3. Valvular Disease Regurgitation can be more reliably quantified with MR flow imaging than with echocardiography. Data has emerged that conventional phase contrast imaging has an important clinical role for assessment of both aortic and mitral regurgitation (Myerson SG et al. Circulation 2012; Uretsky S et al. JACC 2015). Mitral regurgitation is promising target for 4D Flow. Direct assessment with conventional phase contrast imaging is limited because of the considerable movement of the mitral annulus with the cardiac cycle. 4D Flow may allow direct mitral flow calculation with mitral valve tracking. We will review the two approaches to dynamic valve tracking: annulus versus flow tracking. Applying valve tracking clinically could streamline the evaluation of mitral regurgitation with a single sequence, and potentially more reproducible measurements.
Emerging Flow Applications There are many. We will only have time to review the role of eccentric flow in risk stratifying patients with BAV Aortopathy.
1. Ventricular Flow Components This is a more forward thinking cardiac application. 4D Flow can reveal distinct components of ventricular flow such as residual ventricular flow or delayed outflow that cannot be seen with other techniques. The ratio of ventricular flow components shifts with heart failure. Ratio changes may be used as a subclinical marker of heart failure that could guide medical therapy.
2. BAV Aortopathy Bicuspid aortic valve (BAV) is the most common congenital heart defect. Up to 1 in 50 people have it. Many patients with BAV develop ascending aortic dilation. Abnormal flow and intrinsic aortic disease likely contribute. Much work has gone into using 4D Flow to assess the degree of abnormal flow with BAV. The clinical application would be to use flow analysis to identify the subset of patients most likely to have rapid progression of aortopathy, and intervene on them early.

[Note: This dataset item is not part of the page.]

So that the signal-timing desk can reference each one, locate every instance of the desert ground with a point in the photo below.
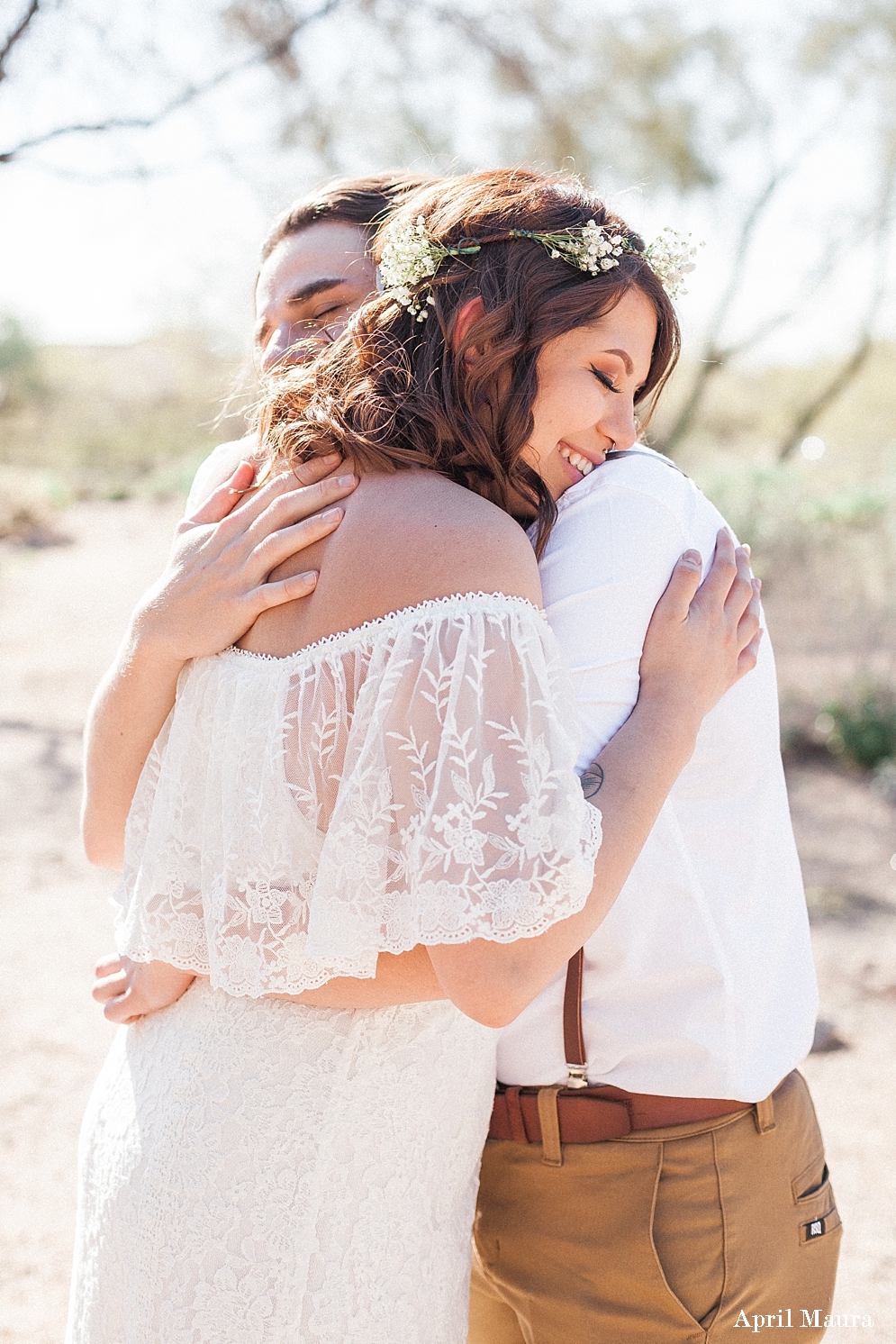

3. Type B Aortic Dissection The traditional teaching is that type B dissection is managed medically, whereas type A (with ascending aortic involvement) needs emergent repair. But a significant number of patients with type B die at follow up. Because of this, more patients with type B have undergone endovascular stent-graft repair. Hemodynamics undoubtedly contribute to disease progression. 4D Flow may reveal unique flow environments that could single out patients for early repair.
5 Review Articles to Check Out:
1. Dyverfeldt P, Bissell M, Barker AJ, Bolger AF, Carlhäll CJ, Ebbers T, Francios CJ, Frydrychowicz A, Geiger J, Giese D, Hope MD, Kilner PJ, Kozerke S, Myerson S, Neubauer S, Wieben O, Markl M. 4D flow cardiovascular magnetic resonance consensus statement. J Cardiovasc Magn Reson. 2015; 17(1):72. PMID: 26257141.
2. Burris NS, Hope MD. 4D flow MRI applications for aortic disease. Magn Reson Imaging Clin N Am. 2015 Feb; 23(1):15-23. PMID: 25476670.
3. Hope MD, Sedlic T, Dyverfeldt P. Cardiothoracic magnetic resonance flow imaging. J Thorac Imaging. 2013 Jul; 28(4):217-30. PMID: 23708687.
4. Hope MD, Wrenn SJ, Dyverfeldt P. Clinical Applications of Aortic 4D Flow Imaging. Curr Cardiovasc Imaging Rep. 2013; 6(2):128-39.
5. Markl M, Frydrychowicz A, Kozerke S, Hope M, Wieben O. 4D flow MRI. J Magn Reson Imaging. 2012 Nov; 36(5):1015-36. PMID: 23090914.